Его чувства обострились до предела, он прекрасно слышал каждое слово секундантов на расстоянии нескольких шагов. Он слышал, как секундант противника небрежно сказал помощнику шерифа:
— Полагаю, что в этом деле излишне предлагать сторонам извиниться или изменить свое решение.
И ответ помощника шерифа:
— Думаю, что мистер Брант будет драться не на шутку, но выглядит он как-то странно…
Другой секундант засмеялся.
— В первый раз они всегда такие.
— Да, — с беспокойством заметил второй секундант, как только помощник шерифа отошел, — но, чёрт возьми, мне не нравится выражение его лица!
Зрение Кларенса было тоже напряжено до предела, и, хотя при жеребьевке он не получил права на выбор позиции и был поставлен лицом к солнцу, он даже при ослепительном свете отчетливо видел противника в черном, идущего к барьеру, и различал черты его лица, видел, как небрежная, высокомерная улыбка Пинкни сменилась выражением ужаса, когда он, отбросив сигару, взглянул на Кларенса.
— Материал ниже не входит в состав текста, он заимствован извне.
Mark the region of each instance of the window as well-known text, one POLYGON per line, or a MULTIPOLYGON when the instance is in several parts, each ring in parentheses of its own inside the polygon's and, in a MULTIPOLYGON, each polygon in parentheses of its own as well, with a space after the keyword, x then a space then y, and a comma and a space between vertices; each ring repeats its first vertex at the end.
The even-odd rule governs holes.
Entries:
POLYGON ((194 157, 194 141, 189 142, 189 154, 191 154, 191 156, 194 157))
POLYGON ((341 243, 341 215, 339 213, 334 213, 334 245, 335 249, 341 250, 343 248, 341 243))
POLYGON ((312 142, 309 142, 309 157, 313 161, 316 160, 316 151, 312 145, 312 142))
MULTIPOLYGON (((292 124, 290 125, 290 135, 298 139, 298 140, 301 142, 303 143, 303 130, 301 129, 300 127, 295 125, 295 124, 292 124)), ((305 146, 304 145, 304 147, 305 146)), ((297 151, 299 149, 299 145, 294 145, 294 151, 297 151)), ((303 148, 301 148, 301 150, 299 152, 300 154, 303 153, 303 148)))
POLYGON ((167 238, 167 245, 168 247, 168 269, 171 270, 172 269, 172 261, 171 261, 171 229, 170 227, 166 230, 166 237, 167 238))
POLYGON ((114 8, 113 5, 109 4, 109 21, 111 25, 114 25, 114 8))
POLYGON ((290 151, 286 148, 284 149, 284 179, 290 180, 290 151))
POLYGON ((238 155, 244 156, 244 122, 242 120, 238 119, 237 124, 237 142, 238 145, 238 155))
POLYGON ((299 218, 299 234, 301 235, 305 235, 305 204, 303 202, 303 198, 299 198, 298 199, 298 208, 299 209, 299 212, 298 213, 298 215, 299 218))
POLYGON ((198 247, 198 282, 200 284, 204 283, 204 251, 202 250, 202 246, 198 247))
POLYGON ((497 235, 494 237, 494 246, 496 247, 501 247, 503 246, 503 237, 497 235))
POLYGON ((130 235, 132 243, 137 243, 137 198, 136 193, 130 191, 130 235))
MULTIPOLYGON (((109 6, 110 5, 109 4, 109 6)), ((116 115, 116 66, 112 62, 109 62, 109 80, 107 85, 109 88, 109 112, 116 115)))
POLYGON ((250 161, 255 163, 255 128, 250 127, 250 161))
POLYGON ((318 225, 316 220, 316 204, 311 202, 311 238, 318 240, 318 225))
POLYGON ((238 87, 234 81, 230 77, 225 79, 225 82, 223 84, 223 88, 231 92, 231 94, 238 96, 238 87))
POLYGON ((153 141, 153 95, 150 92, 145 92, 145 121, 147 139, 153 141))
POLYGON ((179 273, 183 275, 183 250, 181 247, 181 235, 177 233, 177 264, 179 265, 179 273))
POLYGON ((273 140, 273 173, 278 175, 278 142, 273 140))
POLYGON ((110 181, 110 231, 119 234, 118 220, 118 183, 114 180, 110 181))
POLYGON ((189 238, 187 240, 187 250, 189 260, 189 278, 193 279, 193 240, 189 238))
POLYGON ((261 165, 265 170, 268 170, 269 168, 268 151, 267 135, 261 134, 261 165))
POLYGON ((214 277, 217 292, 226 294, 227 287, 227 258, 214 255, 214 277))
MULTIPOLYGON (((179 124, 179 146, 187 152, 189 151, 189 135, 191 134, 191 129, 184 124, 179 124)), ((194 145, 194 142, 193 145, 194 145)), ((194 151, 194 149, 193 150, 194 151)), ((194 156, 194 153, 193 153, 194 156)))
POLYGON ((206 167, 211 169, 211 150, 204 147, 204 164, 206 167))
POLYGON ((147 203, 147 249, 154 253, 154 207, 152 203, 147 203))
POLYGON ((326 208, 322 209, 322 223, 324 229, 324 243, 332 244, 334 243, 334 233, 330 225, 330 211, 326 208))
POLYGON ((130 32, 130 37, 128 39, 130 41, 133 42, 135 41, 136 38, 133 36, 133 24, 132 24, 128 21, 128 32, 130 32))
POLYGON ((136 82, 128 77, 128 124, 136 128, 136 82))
Кларенс почувствовал, что нервы его крепки, как сталь; при счете «три» пистолет вздрогнул в его вытянутой руке, и одновременно грянул выстрел. И в ту же минуту незыблемый, как гранитный утес, Кларенс увидел, что противник падает, как-то нелепо подгибая ноги, и беспомощно оседает на землю, словно заколотый бык; даже смерть не увенчала его достоинством.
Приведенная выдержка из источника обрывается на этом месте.